Cultural Relevance

I have often heard Ron Allen discuss how dangerous it is to adopt a cultural rather than a biblical hermeneutic, and I entirely agree.

On the other hand, I also highly value the following statement from Alan Mann.

[T]he gospel narrative should not become a museum piece, and neither should the theology and cultural awareness that we derive from them. We need to read and reread the atonement [among other theological issues – NL] as time and place change the context in which we are called to communicate the salvific work of Christ.

What would one call or how would one express the appropriate balance between those two seeming extremes?[1]


[1] Alan Mann, Atonement for a β€˜Sinless’ Society (Milton Keynes, UK: Paternoster, 2008 reprint) 3

4 thoughts on “Cultural Relevance

  1. I would say they are two different things (or at least should be).

    The interpretation of the content and meaning must be strictly what the biblical author intended to communicate, and must not be tampered with. (Mistakes should be corrected, but otherwise there is nothing to “update” without changing the message.)

    Application of the message and modes of communication may need to be updated based on the cultural context, but that’s not hermeneutics.

    My fear is that people use valid reasons for adapting forms of communication as reasons to use a different hermeneutic, thereby coming up with a different interpretation that better suits their interests.

  2. Here is the difficulty, Steve…we often act as if the explanation/understanding of the content and meaning that a previous generation gave is sacrosanct and must not be tampered with. This is wrong; while the original authorial meaning is absolute truth, our understanding/explanation of it is not.

    So, for example, some folks take the Scriptural truths on atonement and declare that penal substitutionary atonement theory is the absolute, must be held to truth that Scripture declares. This is not the case, even if I believe much (or even all) of what penal substitution theory says.

    It is entirely possible that Martin Luther, for example, gave an exegesis of Romans which propounded a true significance of the text, but was not the absolute meaning. I believe God leads His servants to draw truths from Scripture for a particular time and place, and that we will never exhaust the possible significances of the Text, and perhaps never articulate the exact original authorial meaning. (I’m referencing the work of E.D. Hirsch, Walter Kaiser, Jr. and Moises Silva in contrasting meaning with significance.)
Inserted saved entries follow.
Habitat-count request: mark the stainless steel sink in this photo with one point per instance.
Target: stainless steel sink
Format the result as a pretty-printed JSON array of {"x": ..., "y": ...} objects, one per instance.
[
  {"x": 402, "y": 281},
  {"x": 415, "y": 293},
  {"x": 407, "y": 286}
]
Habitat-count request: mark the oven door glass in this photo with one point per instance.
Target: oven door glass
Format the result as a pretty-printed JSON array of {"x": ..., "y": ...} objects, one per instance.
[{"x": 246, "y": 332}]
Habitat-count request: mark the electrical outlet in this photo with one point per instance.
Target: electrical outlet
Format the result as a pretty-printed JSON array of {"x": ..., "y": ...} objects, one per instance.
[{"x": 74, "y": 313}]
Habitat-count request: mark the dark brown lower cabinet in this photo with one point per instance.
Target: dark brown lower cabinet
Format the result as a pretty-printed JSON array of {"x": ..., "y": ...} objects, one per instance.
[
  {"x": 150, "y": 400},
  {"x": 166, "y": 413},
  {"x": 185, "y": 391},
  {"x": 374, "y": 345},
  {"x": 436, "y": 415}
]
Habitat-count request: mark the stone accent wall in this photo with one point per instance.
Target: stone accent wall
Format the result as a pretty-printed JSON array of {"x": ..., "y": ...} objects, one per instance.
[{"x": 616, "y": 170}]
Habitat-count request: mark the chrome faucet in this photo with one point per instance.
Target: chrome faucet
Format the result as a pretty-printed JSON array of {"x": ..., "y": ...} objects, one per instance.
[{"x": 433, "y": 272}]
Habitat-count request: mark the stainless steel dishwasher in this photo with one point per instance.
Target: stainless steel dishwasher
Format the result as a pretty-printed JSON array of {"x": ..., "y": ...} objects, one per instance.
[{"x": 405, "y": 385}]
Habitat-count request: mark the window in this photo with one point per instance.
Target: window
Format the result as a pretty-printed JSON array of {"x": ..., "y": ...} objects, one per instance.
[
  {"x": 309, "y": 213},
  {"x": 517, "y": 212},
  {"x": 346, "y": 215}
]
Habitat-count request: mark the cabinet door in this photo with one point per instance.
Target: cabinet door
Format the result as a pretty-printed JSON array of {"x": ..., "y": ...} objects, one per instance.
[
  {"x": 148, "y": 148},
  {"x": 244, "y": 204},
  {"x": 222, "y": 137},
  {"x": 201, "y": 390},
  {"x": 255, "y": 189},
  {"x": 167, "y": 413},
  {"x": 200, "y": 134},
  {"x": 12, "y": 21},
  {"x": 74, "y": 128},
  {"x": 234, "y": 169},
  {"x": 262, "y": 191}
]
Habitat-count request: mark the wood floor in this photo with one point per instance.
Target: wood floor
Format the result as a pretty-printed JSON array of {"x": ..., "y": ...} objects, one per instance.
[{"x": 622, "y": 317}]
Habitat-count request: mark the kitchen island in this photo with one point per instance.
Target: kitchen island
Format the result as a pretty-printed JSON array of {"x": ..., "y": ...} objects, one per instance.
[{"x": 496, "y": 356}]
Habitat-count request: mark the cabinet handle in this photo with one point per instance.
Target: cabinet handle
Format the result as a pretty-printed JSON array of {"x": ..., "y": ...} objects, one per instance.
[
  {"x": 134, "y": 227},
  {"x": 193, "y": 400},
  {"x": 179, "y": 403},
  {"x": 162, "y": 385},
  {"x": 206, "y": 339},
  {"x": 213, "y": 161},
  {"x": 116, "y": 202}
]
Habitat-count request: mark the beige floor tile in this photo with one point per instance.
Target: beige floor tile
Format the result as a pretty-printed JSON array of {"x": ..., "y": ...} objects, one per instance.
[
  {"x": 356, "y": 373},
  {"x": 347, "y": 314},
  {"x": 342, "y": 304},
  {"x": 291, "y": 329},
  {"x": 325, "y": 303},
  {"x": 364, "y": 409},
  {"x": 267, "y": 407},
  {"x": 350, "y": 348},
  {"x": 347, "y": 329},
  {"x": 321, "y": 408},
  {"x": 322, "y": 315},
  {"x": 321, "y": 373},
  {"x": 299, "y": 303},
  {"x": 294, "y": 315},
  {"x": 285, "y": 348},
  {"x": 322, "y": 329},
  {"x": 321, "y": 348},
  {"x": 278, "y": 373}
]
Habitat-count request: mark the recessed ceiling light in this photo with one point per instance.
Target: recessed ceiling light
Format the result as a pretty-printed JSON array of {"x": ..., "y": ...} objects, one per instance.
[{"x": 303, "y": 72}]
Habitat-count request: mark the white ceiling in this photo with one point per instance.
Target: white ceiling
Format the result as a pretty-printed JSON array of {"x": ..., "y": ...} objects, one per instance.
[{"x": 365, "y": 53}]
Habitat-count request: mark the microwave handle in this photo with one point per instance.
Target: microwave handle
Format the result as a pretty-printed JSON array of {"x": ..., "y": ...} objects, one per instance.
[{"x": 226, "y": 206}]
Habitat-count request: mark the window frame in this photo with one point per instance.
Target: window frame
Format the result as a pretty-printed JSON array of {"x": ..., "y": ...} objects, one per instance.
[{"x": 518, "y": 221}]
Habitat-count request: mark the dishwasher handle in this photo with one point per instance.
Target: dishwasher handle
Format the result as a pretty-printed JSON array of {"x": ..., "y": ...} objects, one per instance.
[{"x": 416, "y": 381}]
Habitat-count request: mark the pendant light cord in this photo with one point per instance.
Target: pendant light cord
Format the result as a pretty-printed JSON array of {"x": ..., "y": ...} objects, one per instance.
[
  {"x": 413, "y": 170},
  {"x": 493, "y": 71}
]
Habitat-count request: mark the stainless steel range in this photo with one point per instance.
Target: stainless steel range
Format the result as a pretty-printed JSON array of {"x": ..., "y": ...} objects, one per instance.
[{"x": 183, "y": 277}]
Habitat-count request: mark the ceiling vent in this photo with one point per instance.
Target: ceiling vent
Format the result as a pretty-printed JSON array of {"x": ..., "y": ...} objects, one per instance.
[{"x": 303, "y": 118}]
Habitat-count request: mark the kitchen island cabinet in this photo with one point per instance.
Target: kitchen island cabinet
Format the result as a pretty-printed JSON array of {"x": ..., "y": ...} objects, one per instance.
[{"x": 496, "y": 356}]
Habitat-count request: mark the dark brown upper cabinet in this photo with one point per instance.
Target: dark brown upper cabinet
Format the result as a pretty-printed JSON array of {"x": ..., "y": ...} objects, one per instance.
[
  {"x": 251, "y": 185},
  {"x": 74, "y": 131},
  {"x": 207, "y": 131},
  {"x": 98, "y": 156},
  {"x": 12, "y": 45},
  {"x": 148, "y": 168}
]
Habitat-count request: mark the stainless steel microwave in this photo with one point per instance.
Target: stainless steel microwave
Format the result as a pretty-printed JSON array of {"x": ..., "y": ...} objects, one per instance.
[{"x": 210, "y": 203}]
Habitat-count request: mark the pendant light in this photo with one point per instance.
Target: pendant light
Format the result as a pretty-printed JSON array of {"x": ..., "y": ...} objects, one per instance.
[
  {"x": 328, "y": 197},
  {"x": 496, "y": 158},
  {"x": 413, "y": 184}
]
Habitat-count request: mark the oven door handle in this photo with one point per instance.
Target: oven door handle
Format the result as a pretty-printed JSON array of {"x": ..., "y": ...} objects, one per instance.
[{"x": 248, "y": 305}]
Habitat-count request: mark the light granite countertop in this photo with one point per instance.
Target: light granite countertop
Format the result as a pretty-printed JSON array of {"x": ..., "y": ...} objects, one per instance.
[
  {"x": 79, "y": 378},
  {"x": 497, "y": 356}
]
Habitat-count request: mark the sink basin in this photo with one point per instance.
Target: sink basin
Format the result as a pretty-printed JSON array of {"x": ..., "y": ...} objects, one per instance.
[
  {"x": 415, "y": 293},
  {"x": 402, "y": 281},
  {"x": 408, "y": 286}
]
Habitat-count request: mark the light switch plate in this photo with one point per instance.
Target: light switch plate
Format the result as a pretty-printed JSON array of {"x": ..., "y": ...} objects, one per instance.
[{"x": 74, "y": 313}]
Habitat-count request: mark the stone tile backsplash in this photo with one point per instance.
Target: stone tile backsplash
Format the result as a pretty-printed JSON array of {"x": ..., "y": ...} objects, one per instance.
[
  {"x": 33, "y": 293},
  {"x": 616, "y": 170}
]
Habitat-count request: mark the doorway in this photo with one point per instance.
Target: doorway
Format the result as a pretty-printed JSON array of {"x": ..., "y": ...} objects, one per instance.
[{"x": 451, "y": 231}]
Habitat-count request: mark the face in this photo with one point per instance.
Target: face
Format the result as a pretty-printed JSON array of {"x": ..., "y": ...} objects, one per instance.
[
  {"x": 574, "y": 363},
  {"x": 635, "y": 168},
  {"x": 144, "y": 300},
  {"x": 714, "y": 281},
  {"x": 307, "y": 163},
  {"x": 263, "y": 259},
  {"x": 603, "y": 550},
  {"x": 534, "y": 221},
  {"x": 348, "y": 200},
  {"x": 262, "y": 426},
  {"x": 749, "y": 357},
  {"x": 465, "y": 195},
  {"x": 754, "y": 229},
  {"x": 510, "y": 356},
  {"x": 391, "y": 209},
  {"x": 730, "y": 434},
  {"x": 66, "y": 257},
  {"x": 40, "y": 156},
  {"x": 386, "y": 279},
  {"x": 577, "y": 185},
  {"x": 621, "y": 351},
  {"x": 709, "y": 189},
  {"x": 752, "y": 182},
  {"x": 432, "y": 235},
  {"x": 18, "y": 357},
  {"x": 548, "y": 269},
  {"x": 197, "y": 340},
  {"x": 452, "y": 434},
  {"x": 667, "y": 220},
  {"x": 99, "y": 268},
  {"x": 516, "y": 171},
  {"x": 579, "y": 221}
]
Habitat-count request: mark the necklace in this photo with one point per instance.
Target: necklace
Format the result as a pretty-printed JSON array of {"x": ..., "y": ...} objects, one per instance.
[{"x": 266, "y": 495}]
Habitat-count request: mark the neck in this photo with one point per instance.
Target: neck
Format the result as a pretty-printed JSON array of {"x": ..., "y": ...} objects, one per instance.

  3. I agree that we should continually ask, “is our interpretation flawed or lacking, perhaps due to cultural filters?”

    However, that’s different than seeking to base our interpretation on current cultural relevance, which is what I’m afraid some try to do.

    I would also agree that the significance/implication of a text could change over time (this is a form of application), but I think we have to be careful with that. In many cases, the application/implication/significance is timeless and universal, just like the interpretation/meaning.

  4. Perhaps we ought to say that the language used to describe both meaning and significance can safely change in order to be more easily meaningful to the contemporary culture.

    I feel safe with that, however, the tough part comes when realizing that a previous generation (or generations) articulated the meaning of an idea, e.g., justification, differently than they ought to have, or only partially explicated its meaning, precisely because they lacked context regarding the original milieu. This necessitates the re-articulating of meaning, which makes many people enormously uncomfortable, but is nevertheless healthy.

    From my perspective, the problem comes when people attempt to re-articulate meaning because they have adopted a contemporary cultural hermeneutic. The reassessing of meaning on the basis of a biblical hermeneutic, however, is appropriate, and, indeed, ought to happen every generation or so.

    What is going on between John Piper and N.T. Wright right now is an ironic example of a non-traditionalist (relatively speaking of Piper in contrast to Wright) clinging to Reformation tradition articulations rather than acknowledging that Wright is remaining faithful to the Reformation-era truths, but filling out the places where the Reformers (or there descendants) read Reformation-era ideas into the Text, and thus allowing the Text itself to speak to us more fully.